Aumentano le tasse per i casinò online
Dal prossimo anno, infatti, ci sarà un aumento consistente delle tasse. Molti casinò online hanno scelto di avere una sede legale proprio qui perché potevano usufruire di un regime fiscale vantaggioso. Nonostante gli aumenti, però, la scelta di rimanere a Gibilterra sarebbe ugualmente conveniente per gli operatori, se rapportata alla pressione fiscale che subirebbero in altre nazioni europee.. L’aumento delle tasse sarà percentualmente molto elevato: adesso l’aliquota per gli operatori online è l’1% (con un tetto di 500mila euro l’anno) ma l’aumento arriverà fino al 10%. La scelta del governo locale è quella di allineare le tasse delle scommesse online a quelle delle tariffe medie europee. Gibilterra dovrà eliminare alcuni privilegi fiscali di cui godono le circa 20 compagnie che hanno spostato lì la loro sede legale, ma rimarrà comunque competitiva nel modello fiscale.
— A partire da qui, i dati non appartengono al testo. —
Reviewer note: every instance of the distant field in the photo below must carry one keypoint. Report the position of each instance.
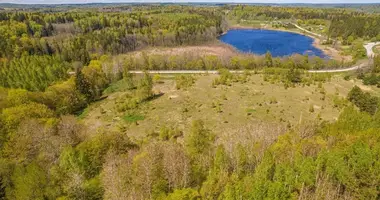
(223, 107)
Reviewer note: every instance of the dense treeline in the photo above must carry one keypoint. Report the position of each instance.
(46, 155)
(35, 44)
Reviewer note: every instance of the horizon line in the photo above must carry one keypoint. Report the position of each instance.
(200, 2)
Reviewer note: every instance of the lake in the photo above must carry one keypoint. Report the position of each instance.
(279, 43)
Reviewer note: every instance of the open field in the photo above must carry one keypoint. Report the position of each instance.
(224, 107)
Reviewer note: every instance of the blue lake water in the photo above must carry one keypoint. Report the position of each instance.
(279, 43)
Gli operatori del settore saranno infatti esenti dall’IVA. Per il 2011 sono anche previste nuove regolamentazioni per i casinò online: l’Unione Europea ha effettuato un’attenta riflessione sul futuro delle politiche dei giochi online ed ha definito nuove linee guida da seguire nel settore delle scommesse e dei casinò online. In particolare ha definito l’importante ruolo di controllo delle autorità pubbliche, la necessità di collaborazione tra gli stati membri e l’esigenza di usare gli introiti delle scommesse online per implementare servizi di pubblica utilità. Il Consiglio Europeo ha anche esortato gli stati membri a cercare di snellire le attività riducendo gli adempimenti burocratici. In favore degli amanti dei game online saranno previsti maggiori controlli, che mireranno ad offrire una fiducia e tranquillità maggiore nell’utilizzo dei casinò online.